Saturday, January 03, 2009

Pro-abortion amnesia

Colby Cosh rails against Pro-Life Christians:

I am amazed a hundred times a year that pro-life Christians get away with claiming that they stand on eternal principles when it comes to abortion, even though, if you prod them, they will start talking rot about DNA (whose existence and nature somehow went undisclosed through centuries of religious revelation) and will admit that it was the progress of scientific understanding which obligated them to suddenly promote abortion in the panoply of sins, circa 1968.

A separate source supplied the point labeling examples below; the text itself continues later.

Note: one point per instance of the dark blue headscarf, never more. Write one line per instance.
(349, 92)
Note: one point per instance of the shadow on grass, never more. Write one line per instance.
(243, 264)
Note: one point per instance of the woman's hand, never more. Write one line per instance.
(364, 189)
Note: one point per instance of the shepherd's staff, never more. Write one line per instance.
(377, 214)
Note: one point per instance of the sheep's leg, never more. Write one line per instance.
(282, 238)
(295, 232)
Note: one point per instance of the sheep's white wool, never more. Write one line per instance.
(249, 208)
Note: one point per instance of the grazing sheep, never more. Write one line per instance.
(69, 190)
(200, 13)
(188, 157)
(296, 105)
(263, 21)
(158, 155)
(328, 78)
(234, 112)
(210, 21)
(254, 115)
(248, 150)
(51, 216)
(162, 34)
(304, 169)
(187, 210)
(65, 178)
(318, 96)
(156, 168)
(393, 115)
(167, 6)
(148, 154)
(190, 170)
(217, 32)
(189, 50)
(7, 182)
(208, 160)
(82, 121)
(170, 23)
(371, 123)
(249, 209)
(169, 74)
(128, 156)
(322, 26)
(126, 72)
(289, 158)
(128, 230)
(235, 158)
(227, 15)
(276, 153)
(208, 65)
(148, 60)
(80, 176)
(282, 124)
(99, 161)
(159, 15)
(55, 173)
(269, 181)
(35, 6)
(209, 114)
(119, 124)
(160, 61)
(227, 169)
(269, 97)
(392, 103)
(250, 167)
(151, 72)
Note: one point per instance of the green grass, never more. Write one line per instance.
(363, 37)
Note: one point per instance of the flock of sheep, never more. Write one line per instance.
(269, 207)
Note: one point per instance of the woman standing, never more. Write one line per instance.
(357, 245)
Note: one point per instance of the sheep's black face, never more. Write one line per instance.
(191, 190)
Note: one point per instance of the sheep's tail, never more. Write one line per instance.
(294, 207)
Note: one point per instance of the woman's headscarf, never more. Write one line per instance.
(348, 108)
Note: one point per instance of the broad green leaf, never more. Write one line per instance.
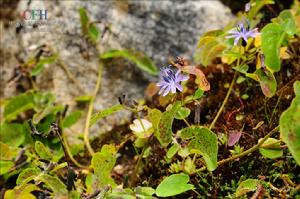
(103, 163)
(172, 150)
(267, 82)
(105, 113)
(182, 113)
(12, 134)
(287, 21)
(290, 125)
(17, 105)
(7, 152)
(246, 186)
(140, 59)
(71, 119)
(27, 175)
(165, 124)
(42, 151)
(174, 185)
(5, 166)
(84, 20)
(204, 142)
(272, 36)
(21, 192)
(271, 148)
(154, 117)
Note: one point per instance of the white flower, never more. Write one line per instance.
(141, 128)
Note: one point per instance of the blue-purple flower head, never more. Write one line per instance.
(242, 31)
(170, 81)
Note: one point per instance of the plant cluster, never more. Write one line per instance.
(38, 160)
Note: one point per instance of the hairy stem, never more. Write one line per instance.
(224, 101)
(90, 110)
(252, 149)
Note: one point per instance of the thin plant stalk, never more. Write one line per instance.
(251, 150)
(90, 110)
(226, 97)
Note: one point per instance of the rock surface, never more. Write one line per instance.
(161, 29)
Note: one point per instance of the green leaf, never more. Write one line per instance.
(165, 124)
(246, 186)
(42, 151)
(272, 37)
(97, 116)
(93, 33)
(290, 125)
(204, 142)
(103, 163)
(27, 175)
(267, 82)
(84, 20)
(71, 119)
(7, 152)
(23, 192)
(140, 59)
(271, 149)
(12, 134)
(287, 22)
(174, 185)
(182, 113)
(17, 105)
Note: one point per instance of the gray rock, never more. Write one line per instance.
(160, 28)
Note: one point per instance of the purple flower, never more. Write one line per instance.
(247, 7)
(242, 32)
(170, 81)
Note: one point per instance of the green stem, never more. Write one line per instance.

Meanwhile in World Magazine publishes this:

Abortion was so extensive in the mid-1800s that The New York Times called it "The Evil of the Age . . . The enormous amount of medical malpractice [a euphemism for abortion] that exists and flourishes, almost unchecked, in the city of New York, is a theme for most serious consideration. Thousands of human beings are thus murdered before they have seen the light of this world." But the abortion rate began to fall after the Civil War as a nationwide pro-life movement gathered strength.

That movement included the largest women's organization of the era, the WCTU (Women's Christian Temperance Union), as well as the YMCA and YWCA (Young Men's or Women's Christian Association), various Societies for the Suppression of Vice, and, by the end of the century, the Salvation Army. Many doctors were involved; unlike today, the American Medical Association was a staunch opponent of abortion, which it dubbed "unwarrantable destruction of human life."

Then as now, theological radicals such as Henry Wright argued that a child's "first claim is to a designed existence, if it is to exist at all." Some said "it was less criminal to kill children before they were born, than to curse them with an unwelcome existence." But pro-life leaders rejected the premise that an "unwelcome existence" was the only alternative to abortion. They looked at three groups of women at risk for abortions and offered programs of education, refuge, and adoption that would help women to avoid unwanted pregnancy or to recover from it, without killing a child.